WTI falls to near $80.50 due to a widespread selloff in risk assets
- WTI price extends losses as the US Dollar improves due to increased risk-off sentiment.
- Oil traders wrestle with mixed signals regarding global demand concerns and rising expectations of the Fed reducing rates.
- Higher US Treasury yields support the strength of the Greenback.
West Texas Intermediate (WTI) Oil price continues to decline, driven by a widespread selloff in risk assets and a stronger US Dollar (USD). During the Asian session on Friday, WTI trades around $80.60 per barrel during the Asian session on Friday. Investors grapple with mixed signals regarding crude demand, amid concerns over a potential global economic slowdown and rising expectations that the Federal Reserve may soon lower interest rates.
US Initial Jobless Claims increased more than expected, data showed on Thursday, adding 243K new unemployment benefits seekers for the week ended July 12 compared to the expected 230K, and rising above the previous week’s revised 223K. Soft labor data, which enhances market expectations for a Federal Reserve (Fed) rate cut in September, which could spur more spending on Oil.
On Wednesday, Fed Governor Christopher Waller said that the US central bank is ‘getting closer’ to an interest rate cut. Meanwhile, Richmond Fed President Thomas Barkin stated that easing in inflation had begun to broaden and he would like to see it continue,” per Reuters.
Crude Oil prices may face challenges due to a slowing Chinese economy in the second quarter, which impacts demand from the world's largest Oil-importing country. On Thursday, Chinese leaders indicated that Beijing would maintain its current economic policies, but provided few specific details.
The Third Plenary Session concluded on Thursday with a lack of concrete measures to revitalize the faltering economy, failing to alleviate demand concerns from the top Oil importer. A senior Chinese official for economic affairs noted that China's economic recovery is not robust enough and emphasized the need for more effective implementation of macroeconomic policies, according to Reuters.
WTI Oil FAQs
WTI Oil is a type of Crude Oil sold on international markets. The WTI stands for West Texas Intermediate, one of three major types including Brent and Dubai Crude. WTI is also referred to as “light” and “sweet” because of its relatively low gravity and sulfur content respectively. It is considered a high quality Oil that is easily refined. It is sourced in the United States and distributed via the Cushing hub, which is considered “The Pipeline Crossroads of the World”. It is a benchmark for the Oil market and WTI price is frequently quoted in the media.
Like all assets, supply and demand are the key drivers of WTI Oil price. As such, global growth can be a driver of increased demand and vice versa for weak global growth. Political instability, wars, and sanctions can disrupt supply and impact prices. The decisions of OPEC, a group of major Oil-producing countries, is another key driver of price. The value of the US Dollar influences the price of WTI Crude Oil, since Oil is predominantly traded in US Dollars, thus a weaker US Dollar can make Oil more affordable and vice versa.
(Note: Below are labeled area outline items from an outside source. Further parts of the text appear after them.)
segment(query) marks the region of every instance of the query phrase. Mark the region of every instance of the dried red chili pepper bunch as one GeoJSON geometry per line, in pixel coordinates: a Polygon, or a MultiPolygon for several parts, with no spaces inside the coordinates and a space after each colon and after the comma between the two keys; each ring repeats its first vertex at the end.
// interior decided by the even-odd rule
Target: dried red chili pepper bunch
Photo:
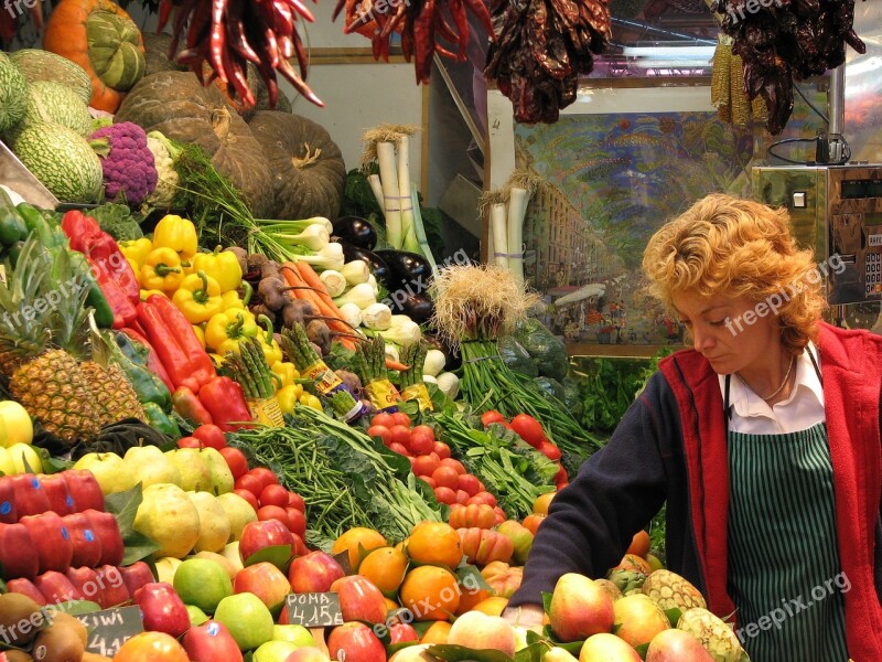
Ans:
{"type": "Polygon", "coordinates": [[[322,100],[306,85],[306,50],[297,32],[297,20],[314,21],[301,0],[161,0],[159,31],[174,9],[173,39],[169,57],[191,68],[205,83],[203,64],[212,74],[207,83],[219,78],[228,93],[239,95],[252,107],[257,99],[248,87],[247,66],[252,63],[267,85],[269,103],[276,106],[279,86],[276,72],[316,106],[322,100]],[[174,55],[186,30],[186,50],[174,55]],[[289,62],[297,56],[300,73],[289,62]]]}
{"type": "Polygon", "coordinates": [[[762,95],[766,129],[781,134],[793,113],[793,81],[819,76],[846,61],[846,44],[867,46],[857,35],[854,0],[716,0],[722,31],[734,39],[732,52],[744,61],[747,98],[762,95]]]}
{"type": "Polygon", "coordinates": [[[389,39],[395,32],[401,33],[401,51],[405,60],[413,60],[418,84],[429,82],[434,53],[460,62],[465,60],[466,10],[477,17],[493,39],[493,22],[484,0],[338,0],[335,19],[344,8],[346,25],[343,31],[369,36],[375,60],[388,61],[389,39]],[[372,25],[373,30],[366,30],[372,25]]]}
{"type": "Polygon", "coordinates": [[[579,74],[610,42],[607,0],[494,0],[496,43],[484,74],[524,124],[553,122],[576,100],[579,74]]]}

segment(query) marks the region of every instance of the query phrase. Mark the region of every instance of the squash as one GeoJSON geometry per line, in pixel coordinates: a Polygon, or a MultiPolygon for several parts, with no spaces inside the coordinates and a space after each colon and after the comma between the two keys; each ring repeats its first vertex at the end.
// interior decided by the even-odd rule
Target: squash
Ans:
{"type": "Polygon", "coordinates": [[[272,211],[272,178],[263,148],[214,85],[203,87],[192,72],[159,72],[126,96],[115,121],[133,121],[148,134],[196,143],[248,201],[257,217],[272,211]]]}
{"type": "Polygon", "coordinates": [[[141,31],[110,0],[61,0],[46,22],[43,47],[86,71],[89,105],[107,113],[116,111],[122,93],[144,72],[141,31]]]}
{"type": "Polygon", "coordinates": [[[280,110],[258,110],[248,125],[272,173],[276,218],[336,218],[346,167],[320,125],[280,110]]]}

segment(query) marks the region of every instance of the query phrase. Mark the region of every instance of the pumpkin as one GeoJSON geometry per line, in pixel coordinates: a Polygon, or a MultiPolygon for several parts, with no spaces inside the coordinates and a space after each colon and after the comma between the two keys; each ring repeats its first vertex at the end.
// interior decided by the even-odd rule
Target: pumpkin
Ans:
{"type": "Polygon", "coordinates": [[[272,173],[276,218],[336,218],[346,167],[320,125],[280,110],[258,110],[248,125],[272,173]]]}
{"type": "Polygon", "coordinates": [[[215,86],[203,87],[192,72],[146,76],[126,96],[115,121],[133,121],[148,134],[195,143],[227,175],[257,217],[272,211],[272,183],[263,148],[215,86]]]}
{"type": "Polygon", "coordinates": [[[116,111],[122,93],[144,73],[141,31],[110,0],[61,0],[46,22],[43,47],[86,71],[89,105],[107,113],[116,111]]]}

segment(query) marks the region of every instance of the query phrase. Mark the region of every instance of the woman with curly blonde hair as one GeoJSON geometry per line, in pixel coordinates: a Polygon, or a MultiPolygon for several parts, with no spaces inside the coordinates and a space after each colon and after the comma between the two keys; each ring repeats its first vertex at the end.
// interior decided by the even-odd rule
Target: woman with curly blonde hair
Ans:
{"type": "Polygon", "coordinates": [[[564,573],[603,576],[667,503],[668,568],[753,662],[882,660],[882,338],[821,320],[788,215],[709,195],[649,241],[650,292],[692,349],[659,364],[556,495],[506,617],[564,573]]]}

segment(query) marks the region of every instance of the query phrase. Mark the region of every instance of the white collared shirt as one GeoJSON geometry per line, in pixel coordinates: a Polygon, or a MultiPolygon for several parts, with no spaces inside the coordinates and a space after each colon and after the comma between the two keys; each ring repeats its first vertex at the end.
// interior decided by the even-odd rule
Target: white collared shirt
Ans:
{"type": "MultiPolygon", "coordinates": [[[[745,435],[784,435],[798,433],[825,420],[824,389],[811,364],[808,352],[820,357],[814,343],[796,357],[794,370],[796,382],[787,399],[768,406],[763,398],[732,375],[729,389],[729,407],[732,417],[729,429],[745,435]]],[[[720,393],[725,402],[725,375],[718,375],[720,393]]]]}

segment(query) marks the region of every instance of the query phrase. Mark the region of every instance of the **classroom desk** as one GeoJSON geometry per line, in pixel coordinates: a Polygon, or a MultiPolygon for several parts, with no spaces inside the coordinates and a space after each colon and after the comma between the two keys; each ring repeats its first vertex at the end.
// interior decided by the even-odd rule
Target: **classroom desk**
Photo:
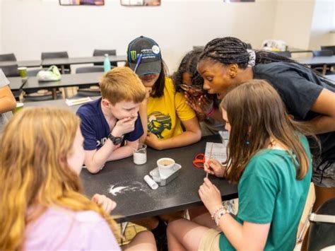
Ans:
{"type": "MultiPolygon", "coordinates": [[[[111,62],[126,62],[127,56],[109,56],[111,62]]],[[[91,64],[91,63],[103,63],[105,60],[104,56],[95,57],[69,57],[61,59],[47,59],[42,62],[43,67],[47,67],[51,65],[61,66],[61,71],[64,72],[64,66],[70,64],[91,64]]]]}
{"type": "Polygon", "coordinates": [[[57,89],[61,87],[81,86],[86,87],[98,85],[99,78],[103,72],[90,72],[78,74],[62,74],[59,81],[39,81],[37,77],[29,77],[23,86],[23,91],[37,91],[40,89],[52,90],[54,98],[56,97],[57,89]]]}
{"type": "Polygon", "coordinates": [[[18,67],[39,67],[41,64],[42,60],[1,61],[0,67],[13,64],[17,64],[18,67]]]}
{"type": "MultiPolygon", "coordinates": [[[[94,98],[98,98],[94,97],[94,98]]],[[[50,100],[25,103],[26,107],[52,105],[66,107],[75,112],[80,105],[69,107],[64,100],[50,100]]],[[[97,174],[90,174],[83,168],[81,178],[85,194],[91,197],[95,194],[105,194],[117,203],[112,214],[119,215],[119,222],[129,221],[145,217],[169,214],[202,205],[198,195],[199,186],[206,177],[202,169],[196,169],[192,160],[197,153],[204,153],[206,142],[219,142],[218,135],[205,136],[191,146],[174,149],[156,151],[148,148],[148,162],[136,165],[132,157],[107,162],[97,174]],[[182,165],[179,176],[165,187],[151,189],[143,180],[143,177],[155,168],[156,161],[163,157],[170,157],[182,165]],[[128,190],[112,195],[109,193],[111,185],[128,187],[128,190]]],[[[236,185],[227,180],[209,175],[209,179],[218,187],[224,200],[237,197],[236,185]]]]}
{"type": "Polygon", "coordinates": [[[326,78],[328,78],[331,81],[334,82],[334,84],[335,85],[335,74],[331,74],[331,75],[325,75],[324,77],[326,78]]]}
{"type": "MultiPolygon", "coordinates": [[[[90,97],[93,100],[100,97],[90,97]]],[[[25,107],[45,107],[47,106],[53,106],[61,109],[68,109],[74,113],[76,113],[78,108],[82,105],[69,106],[65,103],[65,100],[45,100],[37,102],[26,102],[24,103],[25,107]]]]}
{"type": "MultiPolygon", "coordinates": [[[[219,142],[220,137],[218,135],[205,136],[198,143],[178,148],[165,151],[148,148],[148,162],[141,165],[134,165],[132,157],[129,157],[107,163],[95,175],[83,169],[81,177],[85,193],[89,197],[96,193],[105,194],[115,201],[117,206],[112,214],[119,216],[120,222],[201,206],[198,190],[206,173],[203,169],[195,168],[192,160],[197,153],[204,153],[206,141],[219,142]],[[163,157],[172,158],[182,168],[175,180],[165,187],[153,190],[143,180],[143,177],[157,166],[157,160],[163,157]],[[112,185],[128,187],[129,190],[112,195],[108,192],[112,185]]],[[[237,185],[211,175],[209,179],[220,189],[223,200],[237,197],[237,185]]]]}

The weekly Oil inventory reports published by the American Petroleum Institute (API) and the Energy Information Agency (EIA) impact the price of WTI Oil. Changes in inventories reflect fluctuating supply and demand. If the data shows a drop in inventories it can indicate increased demand, pushing up Oil price. Higher inventories can reflect increased supply, pushing down prices. API’s report is published every Tuesday and EIA’s the day after. Their results are usually similar, falling within 1% of each other 75% of the time. The EIA data is considered more reliable, since it is a government agency.
OPEC (Organization of the Petroleum Exporting Countries) is a group of 13 Oil-producing nations who collectively decide production quotas for member countries at twice-yearly meetings. Their decisions often impact WTI Oil prices. When OPEC decides to lower quotas, it can tighten supply, pushing up Oil prices. When OPEC increases production, it has the opposite effect. OPEC+ refers to an expanded group that includes ten extra non-OPEC members, the most notable of which is Russia.